第二章 疑念と確信(8)
不知火高校の近くには、少し前まで使われていたゴミ処理場がある。敷地はかなり広く、学校の運動場ほどの広さがある。
ここが『表』なのか『裏』なのかははっきりしないところではあるが、能力者の基地となっていないことを鑑みるとギリギリ『表』に入るのだろうか。どちらにせよ、一般人が近づくような場所ではない。
「もう終わりなのっ? お姉ちゃんっ」
ゴミ処理場内には、勝手に設置されたであろう照明塔で照らされていて、視界は確保されている。そして、その光に照らされて、2人の少女が戦闘をしていた。
2人はどこからどう見ても同一人物であり、口調からでしか区別できない。語尾に星マークが付きそうな口調なのが月宮早苗、もう片方が月宮早織である。
「がはっ……ま、まだ……よ」
早織は左腕を押さえながら足元が覚束ない状態で立ち上がる。左腕は骨折しているのか、垂れたまま動かそうとしない。
その整った顔は苦痛に歪み、額や頬からは血が流れている。彼女の傷はそれだけではなく、腕や首、胸部や腹部、更には太腿や膝からも出血している。要するに全身ボロボロなのである。
着ている制服も所々破れ、下着や肌が露出している部分がある。
「でもさ、もう辛そうじゃんっ。遊びなんだし、もうそろそろ終わろうよっ」
対して早苗は埃こそ被っているものの、無傷である。彼女は近くにあった木箱の上に座ると、ため息を吐きながら、
「お姉ちゃんが辛そうなのは嫌だもんっ。また明日、遊ぼっ?」
この状況を遊びと言う辺り、早苗の感性が壊れているような気がするが、そうではない。彼女は本気でそう思い込んでいるのだ。
「……ふふ、いつまでたっても遊び遊び……もう、疲れたよ早苗」
例え当人がそう思い込んでいるとしても、それを聞く側からしてみればとんでもない話だ。早織はフラフラしながらも、早苗に向かって突進していく。
そして、動かせる右手から水の弾を数発発射した。
「『水冷弾』!!」
「その技は見飽きたよっ」
早苗も同じように右手を突き出す。しかし、彼女の右手から放たれたのは水ではなく、黒いオーラのようなものだった。
「『包闇弾』っ」
早苗の右手から放たれた黒いオーラは早織の水を弾き飛ばしながら、早織の体を打ち抜く。
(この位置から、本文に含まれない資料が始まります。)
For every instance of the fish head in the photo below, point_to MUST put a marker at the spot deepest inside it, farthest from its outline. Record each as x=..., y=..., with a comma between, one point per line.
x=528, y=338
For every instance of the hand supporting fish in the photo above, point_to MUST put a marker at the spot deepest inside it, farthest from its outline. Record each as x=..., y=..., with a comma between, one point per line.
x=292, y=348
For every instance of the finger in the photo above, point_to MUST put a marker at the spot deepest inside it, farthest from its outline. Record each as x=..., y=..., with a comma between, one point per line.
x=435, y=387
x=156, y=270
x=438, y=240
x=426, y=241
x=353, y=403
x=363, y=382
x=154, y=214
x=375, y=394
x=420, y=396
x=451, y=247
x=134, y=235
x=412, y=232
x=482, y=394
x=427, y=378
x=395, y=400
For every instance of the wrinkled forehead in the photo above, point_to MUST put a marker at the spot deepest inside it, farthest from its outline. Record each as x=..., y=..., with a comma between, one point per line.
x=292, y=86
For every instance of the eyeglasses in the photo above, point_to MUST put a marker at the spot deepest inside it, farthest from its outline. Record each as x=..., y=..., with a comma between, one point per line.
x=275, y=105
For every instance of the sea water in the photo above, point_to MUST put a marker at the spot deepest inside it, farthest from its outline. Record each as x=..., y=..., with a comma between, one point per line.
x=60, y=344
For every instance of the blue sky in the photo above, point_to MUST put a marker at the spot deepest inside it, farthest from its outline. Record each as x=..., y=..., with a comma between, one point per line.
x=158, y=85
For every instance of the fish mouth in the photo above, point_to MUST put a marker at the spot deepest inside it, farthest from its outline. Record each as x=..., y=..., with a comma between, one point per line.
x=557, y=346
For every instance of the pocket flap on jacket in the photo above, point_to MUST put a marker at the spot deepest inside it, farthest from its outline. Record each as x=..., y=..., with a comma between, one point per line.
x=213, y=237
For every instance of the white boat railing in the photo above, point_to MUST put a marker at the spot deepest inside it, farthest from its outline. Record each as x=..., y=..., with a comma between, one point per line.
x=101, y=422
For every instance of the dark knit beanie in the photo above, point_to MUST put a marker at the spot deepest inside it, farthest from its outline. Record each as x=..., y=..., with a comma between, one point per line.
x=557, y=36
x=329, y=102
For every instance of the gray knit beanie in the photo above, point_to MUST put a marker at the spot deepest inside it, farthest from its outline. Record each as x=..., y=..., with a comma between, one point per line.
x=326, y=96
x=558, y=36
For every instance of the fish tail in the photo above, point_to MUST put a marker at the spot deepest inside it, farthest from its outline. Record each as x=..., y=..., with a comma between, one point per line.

「が、ぁぁぁぁぁぁぁぁああああああああああああああああああ!!」
少女の悲鳴が響き渡った。彼女は肩や腹を打ちぬかれ、うつ伏せに倒れてしまう。
「……ねえ、今日はもう止めよっ。これじゃ学ぶことなんて無いよっ」
早苗は倒れた早織を見て、自分のコードレスのイヤホン型デバイスに向かって話しかける。デバイスからはしゃがれた男性の声が聞こえてきた。
『そうだな。今日はここまでにしとくか……ふむ、やはり最後の一押しは難しいか』
「もう学ぶことは無いのに、まだ続けるのっ?」
『貴様が「完全体」に成っていない以上、まだ続けるさ。明日は休日だし、また明日に持ち越すとしよう。オリジナル、貴様は新しい戦法を考えておけ』
早織からは返事が得られなかった。だが、男は全く気にせずに通信を切ってしまった。
早苗は木箱から降りると、早織に駆け寄り、
「お姉ちゃん、しっかりしてよっ! うーん、やりすぎちゃったかなっ」
揺するとうめき声が聞こえたので、一旦は安堵したものの早く治療しないと早織は死んでしまう。
「ちょっと、回復係早くしてよっ!」
少しすると、白い防護服のようなものを着た人間が4人ほど駆け寄ってきた。彼らは早織に向かって緑色に光る手をかざす。すると、早織の傷はみるみる消えていき、遂には服が破れているだけで無傷の状態にまでなった。
「お姉ちゃん、明日も遊ぼうねっ!」
まだ起き上がらない早織に対して、早苗は優しい声で告げた。そして、防護服の集団と共にゴミ処理場から出て行ってしまった。
その姿が見えなくなると、早織は匍匐前進のような動きで近くの壁まで移動し、その壁にもたれかかる。
「……9672回目……いつになったらこの地獄から解放されるのよ……」
か細く、震えた声は誰にも届かない。それでも、彼女は呟く。こうでもしないと、精神を保っていられないのだろう。